Last week, my spouse and I found ourselves with a few hours of free time in the middle of the day. How strange is that? We debated how to spend that time: run errands, do housework, rearrange the bookshelves, attack to overgrown yard?
We still weren't sure whether or not we'd be dealing with a hurricane by the end of the week, so we decided to go to the library and get some DVDs, just in case we were stuck inside for awhile (hopefully with electricity!).
We got our books and DVDs and still had time on the meter. What to do?
We were at the library at the beach, so we decided to wander around a bit. We ate at a Mexican restaurant with an east wall open to the beach. We got special prices because it was lunch time. The restaurant played a mix of traditional Mexican music and techno dance music. We watched the wind whip the sand and waves, but overall, the weather was beautiful, as it usually is before a hurricane.

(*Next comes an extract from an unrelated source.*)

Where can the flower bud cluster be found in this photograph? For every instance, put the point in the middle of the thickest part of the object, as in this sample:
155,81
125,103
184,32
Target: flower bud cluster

As we drove home, my spouse said, "We had a carpe date!" (imagine an accent mark over the carpe, a la carpe diem).
I knew exactly what he meant. We had seized the day and had a spontaneous date! Usually we have to plan at least a week ahead to be spontaneous. Unfortunately, that habit leaves us unprepared when we find ourselves with unexpected free time. We often waste a good chunk of time trying to figure out what to do, so much time that we spend most of our time trying to figure out how to best use that time.
How many of us do that with our writing lives too? Or we overlook free chunks of time, because we're committed to the idea that we need to be at a certain desk, with a certain computer, at a certain time of day.
I admire those writers who have carpe dates with their muses, the writers who carry notebooks with them, the writers who spend time thinking about the poems they will write, so that they're ready to seize whatever free moments fall into their days.
I've been trying to do the same thing with my submission process. Instead of wondering where to send submissions and wasting lots of time looking up journals, I have a list. If I have 15 minutes, I could get a poetry packet or two in the mail.
I need to do the same thing with typing revised poems into the computer. I have lots of poems waiting to be sent out into the world, but first I need to type them up. I've gone through my notebooks and flagged the ones I think would make good additions to book manuscripts I'm assembling and revising. I'll type those first.
Carpe Diem dates with my muse--I like this idea! Let the planning for spontaneity begin!